In explaining the Canadians solid, if unspectacular play so far, Toews suggested that players were still shaking off the rust of the off-season. Typically at this point in mid-September NHL players would be about a week or so into training camp. Instead, just over three weeks from the start of World Cup training camp, the Canadians will play for a spot in the World Cup final.

"I think we're doing some good things considering that (rust), but we know there is another level we have to get to if we want to continue to have success throughout this tournament," Toews said. "We're going to keep striving for that."

Steven Stamkos said Canada was at its best when it controlled the puck with unending grit and tenacity in the offensive zone, firing plenty of shots along the way. He thought that game was evident in the tournament opener against Czech Republic, a 6-0 win, and only in spurts in the two games that followed.

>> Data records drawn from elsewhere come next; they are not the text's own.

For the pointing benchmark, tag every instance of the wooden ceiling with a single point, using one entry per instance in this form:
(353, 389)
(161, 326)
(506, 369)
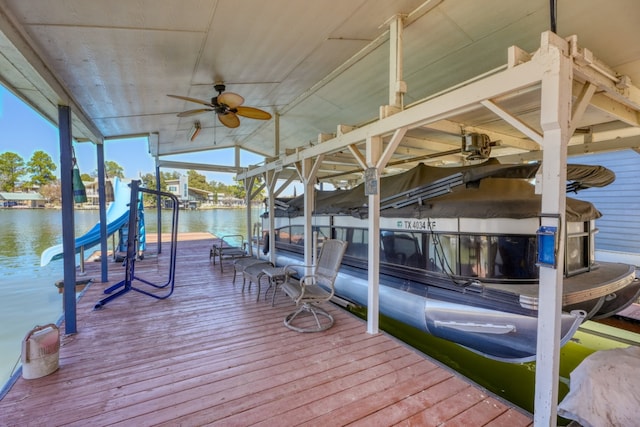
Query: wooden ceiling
(314, 66)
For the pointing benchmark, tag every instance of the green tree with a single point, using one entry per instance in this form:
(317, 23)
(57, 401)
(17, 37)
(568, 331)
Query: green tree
(11, 169)
(41, 168)
(113, 169)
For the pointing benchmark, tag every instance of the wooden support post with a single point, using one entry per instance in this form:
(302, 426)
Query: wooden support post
(555, 119)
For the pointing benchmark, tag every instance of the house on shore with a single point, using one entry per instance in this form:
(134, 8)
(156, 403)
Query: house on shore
(21, 200)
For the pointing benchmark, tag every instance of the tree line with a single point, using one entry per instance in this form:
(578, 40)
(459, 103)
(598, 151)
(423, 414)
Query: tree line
(38, 174)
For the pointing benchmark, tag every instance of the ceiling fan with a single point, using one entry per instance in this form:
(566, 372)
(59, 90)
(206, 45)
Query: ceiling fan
(228, 106)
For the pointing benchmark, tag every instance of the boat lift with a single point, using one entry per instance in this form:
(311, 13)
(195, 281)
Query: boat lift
(126, 285)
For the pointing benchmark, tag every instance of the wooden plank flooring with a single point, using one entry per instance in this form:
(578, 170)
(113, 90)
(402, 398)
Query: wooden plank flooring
(212, 355)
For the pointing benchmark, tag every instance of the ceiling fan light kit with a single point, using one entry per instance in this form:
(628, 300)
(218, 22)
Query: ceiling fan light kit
(195, 130)
(227, 106)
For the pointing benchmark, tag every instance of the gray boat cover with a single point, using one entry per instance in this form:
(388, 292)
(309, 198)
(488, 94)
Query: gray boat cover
(490, 190)
(605, 389)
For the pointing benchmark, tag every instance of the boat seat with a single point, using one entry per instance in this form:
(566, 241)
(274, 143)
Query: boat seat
(313, 288)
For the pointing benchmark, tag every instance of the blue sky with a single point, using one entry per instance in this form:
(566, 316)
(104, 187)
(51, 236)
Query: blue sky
(24, 131)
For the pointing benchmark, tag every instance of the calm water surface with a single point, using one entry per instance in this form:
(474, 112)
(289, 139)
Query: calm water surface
(28, 296)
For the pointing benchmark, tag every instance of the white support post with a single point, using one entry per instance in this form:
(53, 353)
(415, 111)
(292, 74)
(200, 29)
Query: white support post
(248, 186)
(271, 179)
(309, 173)
(374, 152)
(556, 121)
(397, 86)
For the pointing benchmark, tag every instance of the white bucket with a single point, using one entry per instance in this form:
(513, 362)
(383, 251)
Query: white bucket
(40, 351)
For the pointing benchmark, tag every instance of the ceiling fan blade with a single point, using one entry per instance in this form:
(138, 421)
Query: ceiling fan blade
(230, 99)
(229, 119)
(186, 98)
(253, 113)
(193, 112)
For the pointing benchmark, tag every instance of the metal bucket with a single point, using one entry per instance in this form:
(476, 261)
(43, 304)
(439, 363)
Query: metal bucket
(40, 351)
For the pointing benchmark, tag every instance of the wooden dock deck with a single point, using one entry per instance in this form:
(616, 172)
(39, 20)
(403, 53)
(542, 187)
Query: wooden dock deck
(212, 355)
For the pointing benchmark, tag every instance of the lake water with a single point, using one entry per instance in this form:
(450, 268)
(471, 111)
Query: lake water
(28, 296)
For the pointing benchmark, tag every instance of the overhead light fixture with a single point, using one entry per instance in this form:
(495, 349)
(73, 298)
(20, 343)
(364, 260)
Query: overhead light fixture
(195, 130)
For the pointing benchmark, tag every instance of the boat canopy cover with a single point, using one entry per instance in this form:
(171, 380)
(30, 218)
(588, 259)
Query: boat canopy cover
(490, 190)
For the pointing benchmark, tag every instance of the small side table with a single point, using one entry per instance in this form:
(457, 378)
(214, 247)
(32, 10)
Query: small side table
(276, 276)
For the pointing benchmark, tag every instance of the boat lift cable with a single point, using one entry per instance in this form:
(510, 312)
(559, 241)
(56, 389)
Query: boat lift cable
(126, 285)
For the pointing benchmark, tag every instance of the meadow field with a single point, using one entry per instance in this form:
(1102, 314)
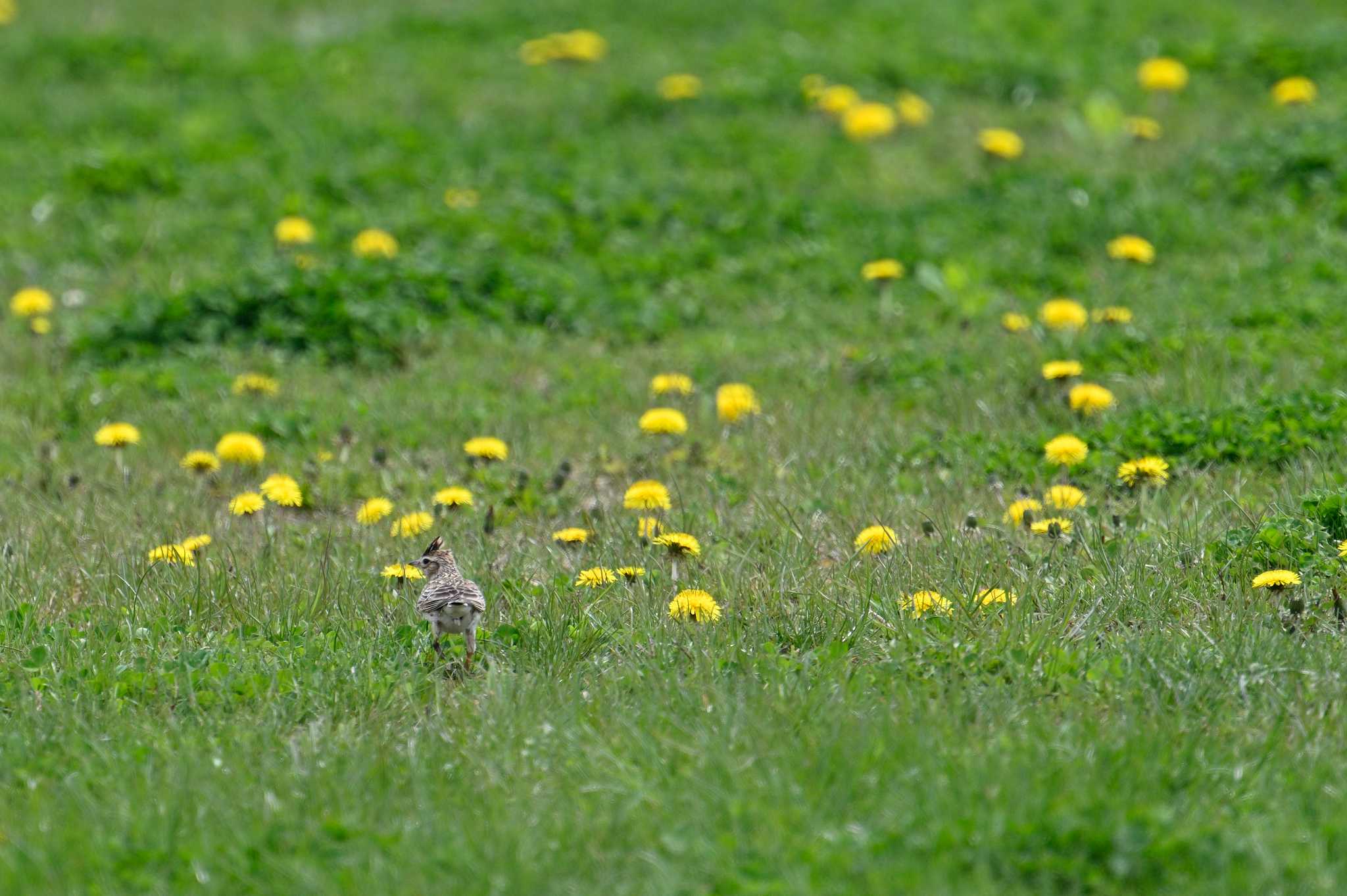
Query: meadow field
(856, 511)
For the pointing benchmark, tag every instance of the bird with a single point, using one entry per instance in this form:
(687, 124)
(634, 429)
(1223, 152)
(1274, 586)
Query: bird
(453, 604)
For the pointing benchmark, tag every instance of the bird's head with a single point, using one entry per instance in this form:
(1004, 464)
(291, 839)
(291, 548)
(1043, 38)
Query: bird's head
(437, 557)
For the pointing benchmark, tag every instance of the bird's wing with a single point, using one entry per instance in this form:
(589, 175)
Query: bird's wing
(439, 595)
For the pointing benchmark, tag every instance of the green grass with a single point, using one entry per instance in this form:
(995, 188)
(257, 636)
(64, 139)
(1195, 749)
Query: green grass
(271, 720)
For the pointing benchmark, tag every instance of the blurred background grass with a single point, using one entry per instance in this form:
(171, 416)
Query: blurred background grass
(267, 721)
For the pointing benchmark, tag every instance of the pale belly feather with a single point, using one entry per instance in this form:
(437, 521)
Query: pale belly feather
(454, 619)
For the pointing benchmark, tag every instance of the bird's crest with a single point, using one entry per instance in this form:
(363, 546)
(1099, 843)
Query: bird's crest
(438, 551)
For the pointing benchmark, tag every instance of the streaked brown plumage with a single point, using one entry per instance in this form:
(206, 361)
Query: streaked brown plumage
(453, 604)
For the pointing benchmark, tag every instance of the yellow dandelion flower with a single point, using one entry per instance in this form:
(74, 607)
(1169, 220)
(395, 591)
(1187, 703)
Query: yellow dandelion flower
(883, 270)
(402, 571)
(1144, 471)
(647, 494)
(1163, 74)
(461, 198)
(282, 490)
(869, 122)
(374, 243)
(663, 421)
(735, 401)
(694, 604)
(200, 461)
(1090, 398)
(294, 230)
(118, 435)
(679, 87)
(411, 525)
(679, 544)
(1063, 314)
(596, 577)
(172, 555)
(1065, 450)
(671, 384)
(245, 504)
(197, 542)
(1064, 498)
(1142, 128)
(1052, 527)
(240, 448)
(1129, 247)
(1276, 579)
(1294, 92)
(1001, 143)
(487, 448)
(583, 45)
(32, 302)
(837, 99)
(1112, 315)
(572, 536)
(989, 596)
(372, 510)
(926, 601)
(454, 497)
(876, 540)
(914, 109)
(1017, 509)
(1062, 369)
(253, 384)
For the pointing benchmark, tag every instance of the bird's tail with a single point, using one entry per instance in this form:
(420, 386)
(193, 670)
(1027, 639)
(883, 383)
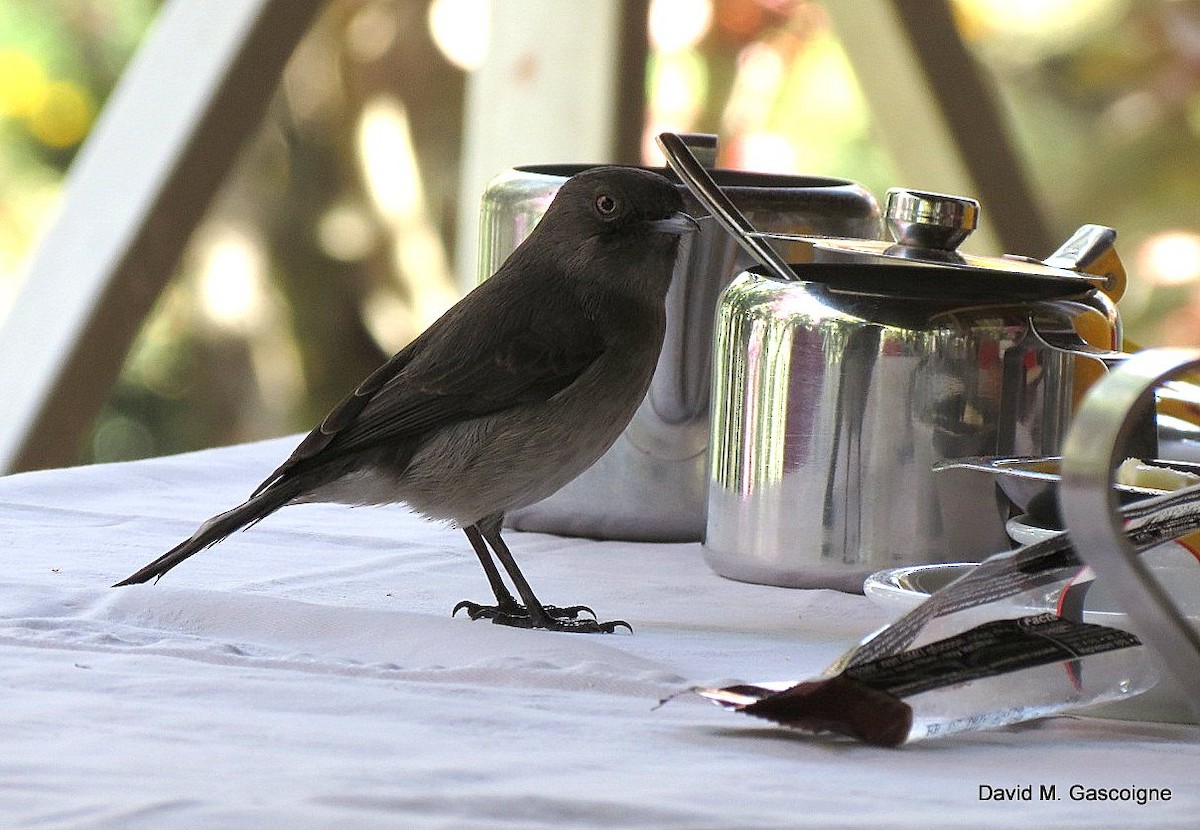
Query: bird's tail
(217, 528)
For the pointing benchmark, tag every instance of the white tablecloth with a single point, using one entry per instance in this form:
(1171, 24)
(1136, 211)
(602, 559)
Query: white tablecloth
(306, 673)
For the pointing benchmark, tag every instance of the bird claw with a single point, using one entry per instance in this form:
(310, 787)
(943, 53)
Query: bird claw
(555, 619)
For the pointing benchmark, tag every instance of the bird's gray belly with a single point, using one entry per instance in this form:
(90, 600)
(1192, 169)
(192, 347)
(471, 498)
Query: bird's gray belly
(472, 469)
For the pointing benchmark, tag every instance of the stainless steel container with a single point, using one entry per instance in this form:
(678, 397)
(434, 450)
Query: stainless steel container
(834, 396)
(652, 483)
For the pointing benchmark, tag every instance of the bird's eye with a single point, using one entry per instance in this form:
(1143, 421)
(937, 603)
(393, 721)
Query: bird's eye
(606, 204)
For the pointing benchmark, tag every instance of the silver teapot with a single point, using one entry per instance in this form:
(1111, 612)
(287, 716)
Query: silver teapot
(651, 485)
(837, 391)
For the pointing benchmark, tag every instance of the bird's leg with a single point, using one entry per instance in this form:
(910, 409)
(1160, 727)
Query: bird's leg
(507, 607)
(505, 603)
(534, 614)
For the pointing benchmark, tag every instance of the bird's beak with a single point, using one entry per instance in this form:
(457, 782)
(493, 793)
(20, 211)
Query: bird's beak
(678, 223)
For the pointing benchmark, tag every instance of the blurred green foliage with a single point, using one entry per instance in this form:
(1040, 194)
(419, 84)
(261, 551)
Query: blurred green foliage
(299, 282)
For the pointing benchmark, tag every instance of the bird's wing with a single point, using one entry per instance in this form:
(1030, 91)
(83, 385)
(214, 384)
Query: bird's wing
(451, 373)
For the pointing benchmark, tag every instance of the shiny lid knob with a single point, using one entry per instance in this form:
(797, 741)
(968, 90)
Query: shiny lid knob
(934, 221)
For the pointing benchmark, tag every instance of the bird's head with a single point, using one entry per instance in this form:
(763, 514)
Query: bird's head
(618, 202)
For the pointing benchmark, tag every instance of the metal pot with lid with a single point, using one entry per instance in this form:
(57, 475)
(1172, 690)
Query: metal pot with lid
(651, 485)
(845, 376)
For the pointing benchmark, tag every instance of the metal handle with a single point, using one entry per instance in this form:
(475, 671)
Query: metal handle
(1097, 440)
(685, 164)
(935, 221)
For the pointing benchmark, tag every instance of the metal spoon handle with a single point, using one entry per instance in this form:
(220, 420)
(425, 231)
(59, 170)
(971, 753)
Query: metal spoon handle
(708, 192)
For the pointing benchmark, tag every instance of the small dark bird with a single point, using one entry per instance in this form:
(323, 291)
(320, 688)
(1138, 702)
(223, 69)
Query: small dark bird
(513, 392)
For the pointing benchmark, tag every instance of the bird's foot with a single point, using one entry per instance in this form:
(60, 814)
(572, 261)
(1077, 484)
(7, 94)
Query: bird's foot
(552, 619)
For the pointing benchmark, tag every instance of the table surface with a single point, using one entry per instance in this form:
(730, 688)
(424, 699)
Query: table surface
(307, 673)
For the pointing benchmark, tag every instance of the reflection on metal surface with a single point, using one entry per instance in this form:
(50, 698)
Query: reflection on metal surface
(651, 485)
(829, 412)
(1095, 446)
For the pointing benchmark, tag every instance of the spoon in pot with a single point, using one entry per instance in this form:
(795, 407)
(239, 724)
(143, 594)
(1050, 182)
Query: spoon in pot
(685, 164)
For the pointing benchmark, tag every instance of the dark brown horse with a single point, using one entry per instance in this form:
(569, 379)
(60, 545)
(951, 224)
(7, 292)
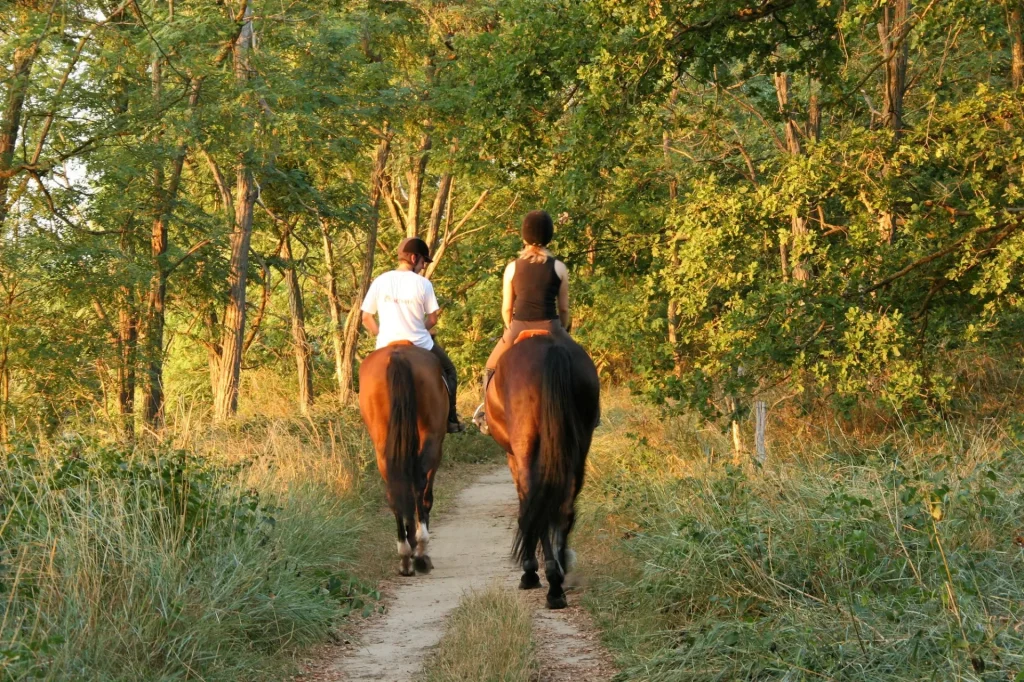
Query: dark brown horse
(404, 407)
(542, 408)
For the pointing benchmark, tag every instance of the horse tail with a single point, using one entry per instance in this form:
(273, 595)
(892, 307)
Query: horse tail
(552, 472)
(402, 443)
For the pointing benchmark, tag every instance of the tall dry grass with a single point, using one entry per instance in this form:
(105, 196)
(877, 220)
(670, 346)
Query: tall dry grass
(849, 556)
(488, 639)
(213, 554)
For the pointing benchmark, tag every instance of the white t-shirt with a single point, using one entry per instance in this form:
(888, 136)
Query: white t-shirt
(401, 299)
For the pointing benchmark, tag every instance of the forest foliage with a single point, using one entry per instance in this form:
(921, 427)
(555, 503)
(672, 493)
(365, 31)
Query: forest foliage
(756, 198)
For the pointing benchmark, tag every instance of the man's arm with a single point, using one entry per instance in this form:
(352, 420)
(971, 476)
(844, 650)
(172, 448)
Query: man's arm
(371, 324)
(508, 294)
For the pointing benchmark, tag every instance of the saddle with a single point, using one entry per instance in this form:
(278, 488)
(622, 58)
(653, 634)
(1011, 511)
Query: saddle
(529, 334)
(404, 342)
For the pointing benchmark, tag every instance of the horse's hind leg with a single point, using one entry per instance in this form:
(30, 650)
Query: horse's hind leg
(404, 549)
(566, 557)
(529, 580)
(424, 502)
(553, 571)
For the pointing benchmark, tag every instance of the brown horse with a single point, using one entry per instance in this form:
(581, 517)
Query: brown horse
(404, 407)
(542, 408)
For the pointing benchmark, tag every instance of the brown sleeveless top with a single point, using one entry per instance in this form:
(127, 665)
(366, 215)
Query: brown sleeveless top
(536, 287)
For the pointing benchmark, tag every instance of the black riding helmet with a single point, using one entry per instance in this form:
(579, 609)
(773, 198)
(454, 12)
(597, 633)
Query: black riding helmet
(538, 228)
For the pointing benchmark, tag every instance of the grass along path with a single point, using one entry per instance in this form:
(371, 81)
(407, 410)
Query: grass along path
(470, 550)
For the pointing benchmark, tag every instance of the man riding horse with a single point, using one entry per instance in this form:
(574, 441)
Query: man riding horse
(408, 309)
(402, 397)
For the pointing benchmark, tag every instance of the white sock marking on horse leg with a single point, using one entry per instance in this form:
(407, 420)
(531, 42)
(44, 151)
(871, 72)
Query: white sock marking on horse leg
(422, 539)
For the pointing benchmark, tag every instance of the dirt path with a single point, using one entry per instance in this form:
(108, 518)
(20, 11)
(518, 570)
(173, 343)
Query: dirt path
(470, 549)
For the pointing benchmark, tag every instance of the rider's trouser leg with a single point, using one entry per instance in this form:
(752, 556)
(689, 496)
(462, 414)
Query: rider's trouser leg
(451, 378)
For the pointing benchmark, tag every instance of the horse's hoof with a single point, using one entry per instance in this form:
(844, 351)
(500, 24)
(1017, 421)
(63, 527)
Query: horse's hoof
(529, 582)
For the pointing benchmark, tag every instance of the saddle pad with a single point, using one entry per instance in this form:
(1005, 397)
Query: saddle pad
(529, 334)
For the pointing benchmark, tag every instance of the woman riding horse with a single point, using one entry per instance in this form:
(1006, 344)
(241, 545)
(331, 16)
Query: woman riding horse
(402, 396)
(542, 407)
(535, 296)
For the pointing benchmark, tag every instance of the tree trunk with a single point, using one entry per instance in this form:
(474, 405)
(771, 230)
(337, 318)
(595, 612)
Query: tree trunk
(346, 371)
(895, 50)
(213, 349)
(438, 210)
(4, 393)
(416, 176)
(303, 353)
(17, 89)
(226, 400)
(793, 253)
(156, 308)
(128, 349)
(1017, 43)
(334, 303)
(672, 313)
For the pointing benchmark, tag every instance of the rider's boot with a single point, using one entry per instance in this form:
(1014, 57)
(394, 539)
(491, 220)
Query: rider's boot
(455, 426)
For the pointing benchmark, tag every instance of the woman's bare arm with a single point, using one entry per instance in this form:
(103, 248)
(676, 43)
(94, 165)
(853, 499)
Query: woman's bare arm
(563, 295)
(508, 294)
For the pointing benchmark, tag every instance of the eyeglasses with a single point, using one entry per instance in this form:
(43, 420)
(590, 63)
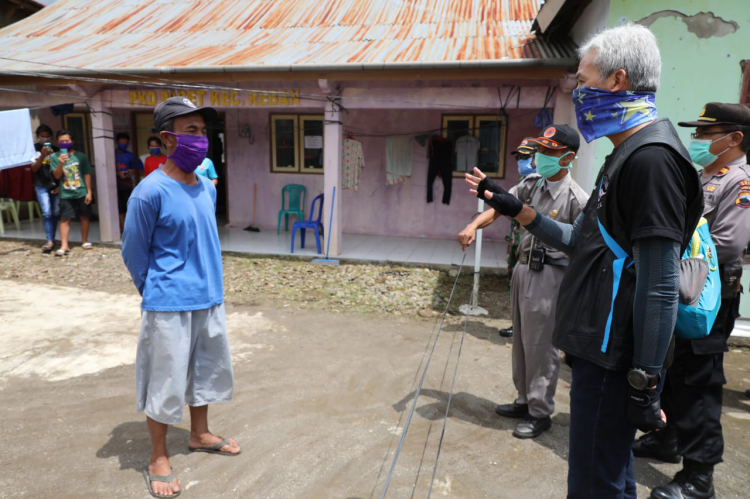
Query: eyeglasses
(698, 135)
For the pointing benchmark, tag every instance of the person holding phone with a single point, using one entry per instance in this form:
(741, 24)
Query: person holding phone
(45, 185)
(73, 171)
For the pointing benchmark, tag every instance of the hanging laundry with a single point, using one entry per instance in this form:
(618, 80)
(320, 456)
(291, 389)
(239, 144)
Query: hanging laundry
(398, 159)
(17, 145)
(441, 152)
(354, 161)
(467, 153)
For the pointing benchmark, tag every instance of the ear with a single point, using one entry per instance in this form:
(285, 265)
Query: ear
(567, 159)
(619, 81)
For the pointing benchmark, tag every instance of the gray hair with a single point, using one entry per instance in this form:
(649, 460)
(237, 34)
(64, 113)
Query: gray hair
(631, 47)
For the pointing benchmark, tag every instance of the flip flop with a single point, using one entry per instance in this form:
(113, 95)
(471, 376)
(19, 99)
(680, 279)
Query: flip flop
(214, 449)
(159, 478)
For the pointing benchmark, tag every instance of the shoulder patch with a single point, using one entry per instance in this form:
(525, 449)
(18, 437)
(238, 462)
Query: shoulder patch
(722, 172)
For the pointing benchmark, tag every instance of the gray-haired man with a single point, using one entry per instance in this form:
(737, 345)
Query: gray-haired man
(617, 305)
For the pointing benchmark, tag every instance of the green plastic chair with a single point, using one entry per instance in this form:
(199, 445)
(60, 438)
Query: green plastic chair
(297, 195)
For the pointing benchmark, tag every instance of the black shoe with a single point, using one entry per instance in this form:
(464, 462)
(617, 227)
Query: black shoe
(513, 410)
(687, 484)
(661, 445)
(532, 427)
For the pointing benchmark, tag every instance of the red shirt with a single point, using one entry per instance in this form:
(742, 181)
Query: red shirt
(153, 163)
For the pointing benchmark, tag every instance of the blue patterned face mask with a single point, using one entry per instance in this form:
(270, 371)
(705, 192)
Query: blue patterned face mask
(601, 113)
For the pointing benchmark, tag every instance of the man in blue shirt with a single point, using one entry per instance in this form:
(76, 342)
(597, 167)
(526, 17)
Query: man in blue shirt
(208, 170)
(128, 169)
(171, 248)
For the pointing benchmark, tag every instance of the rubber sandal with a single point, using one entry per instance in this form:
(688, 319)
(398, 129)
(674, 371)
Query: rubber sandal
(214, 449)
(159, 478)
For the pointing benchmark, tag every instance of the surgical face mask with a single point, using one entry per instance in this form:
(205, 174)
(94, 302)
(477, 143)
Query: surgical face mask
(525, 166)
(700, 151)
(549, 166)
(190, 152)
(601, 113)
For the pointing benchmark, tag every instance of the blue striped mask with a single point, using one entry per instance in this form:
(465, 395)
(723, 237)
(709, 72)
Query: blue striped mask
(601, 113)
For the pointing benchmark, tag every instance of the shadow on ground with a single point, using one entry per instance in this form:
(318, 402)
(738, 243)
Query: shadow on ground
(130, 443)
(481, 412)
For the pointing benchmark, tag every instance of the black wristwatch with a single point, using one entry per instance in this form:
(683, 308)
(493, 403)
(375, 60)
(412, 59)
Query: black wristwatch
(641, 380)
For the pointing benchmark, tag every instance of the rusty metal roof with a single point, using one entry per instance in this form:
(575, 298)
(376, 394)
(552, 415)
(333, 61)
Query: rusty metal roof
(265, 35)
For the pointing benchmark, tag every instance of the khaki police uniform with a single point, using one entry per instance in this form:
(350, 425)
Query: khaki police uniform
(536, 363)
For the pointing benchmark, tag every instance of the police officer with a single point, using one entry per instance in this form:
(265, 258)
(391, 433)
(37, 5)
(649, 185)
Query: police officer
(693, 386)
(536, 279)
(617, 304)
(524, 158)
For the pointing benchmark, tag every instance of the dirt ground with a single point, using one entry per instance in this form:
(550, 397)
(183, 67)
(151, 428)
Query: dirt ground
(320, 399)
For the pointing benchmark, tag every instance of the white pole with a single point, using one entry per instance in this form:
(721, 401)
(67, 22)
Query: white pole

The early surprise team of the World Cup, Europe just didn't have the horses to run with Canada. Much like the two that preceded it, this game was not particularly close even if the scoreboard briefly suggested so.

The Canadians struck first four minutes into the opening period on Sidney Crosby's second goal of the tournament and led the rest of the way.

European No. 1 goaltender Jaroslav Halak withstood some of the onslaught and at one point late in the first frame stopped Brad Marchand three times on the doorstep. Thirteen seconds later though, Halak's clearing attempt found its way to Matt Duchene along the boards. Duchene spotted Toews, who slipped a shot into the European goal for the 2-0 lead.

Shots favoured Canada 17-4 after the first 20 minutes and 46-20 overall.

Canada opted to give Price, Shea Weber and Ryan Getzlaf the night off against Europe with all expected back in the weekend semifinal. Corey Crawford, Claude Giroux and Jake Muzzin all stepped into the lineup. Crawford stopped 19 of 20 shots, beaten only by a weak Marian Hossa shot in the second period.

The goal came at the high point of European resistance and even cut the Canadian lead to 2-1, but tensions never came close to even simmering. Canada added goals from Toews and Logan Couture to secure the comfortable three-goal win.

Whether the North Americans or Russians, the upcoming single elimination semifinal will present a much bigger challenge. Led by Connor McDavid and Auston Matthews, North America is loaded with young fire and about the only team in the tournament with the speed to contend with Canada. The Russians, meanwhile, are flooded with dangerous offensive players, including captain Alex Ovechkin and Tampa Bay Lightning star Nikita Kucherov.

A win for Russia in their preliminary round finale with Finland on Thursday afternoon will seal a date with the heavily favoured Canadians.

Toews thought either matchup would require a tight defensive effort.

"I think that we have a confidence in our ability that if we go out and play it's going to be difficult for teams to beat us," Stamkos said. "But in a short tournament like this where you have an elimination game in the semifinals anything can happen .... We're progressing in the right direction and we know that we have a confident group if we play the way we know we can."